Subsequent analyses were conducted using CCW datasets. The risk difference was calculated as the relative difference in the incidence of the outcome between the treatment and control groups during the specified follow-up period [28]. The development of weighted cumulative risk curves and weighted Kaplan-Meier survival curves was plotted to illustrate the differences in SA-AKI risk between the treatment and control groups, as well as the differences in 7-day survival. In the SA-AKI analysis, death was considered a competing event. To calculate 95% CIs for the differences in SA-AKI risk, 7-day survival, restricted mean time lost (RMTL) [31], and restricted mean survival time (RMST) [32], a nonparametric bootstrap method with 1000 repetitions was used. However, it should be noted that the use of hazard ratios is not recommended for causal inference [28, 33].

Only variables with a missing rate of 20% or less were included in the final analysis. A comprehensive summary of missingness across all candidate variables is provided in Additional file 1: Fig. S4. For variables with a missing rate below this threshold, random forest (RF) imputation was performed using the “mice” package in R [34]. To ensure robustness, sensitivity analyses were performed using predictive mean matching (PMM) and weighted predictive mean matching (midastouch) (Additional file 1: Fig. S5).
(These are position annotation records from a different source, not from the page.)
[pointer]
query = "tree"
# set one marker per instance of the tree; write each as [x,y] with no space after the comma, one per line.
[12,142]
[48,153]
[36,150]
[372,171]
Statistical analyses were performed using R v4.4.2 software (https://www.r-project.org/). Data from the MIMIC-IV databases were extracted using Structured Query Language (SQL) [35], leveraging SQL scripts from the official MIT (Massachusetts Institute of Technology) Laboratory for Computational Physiology GitHub repository (https://github.com/MIT-LCP/mimic-code). P < 0.05 (two-tailed) was considered statistically significant.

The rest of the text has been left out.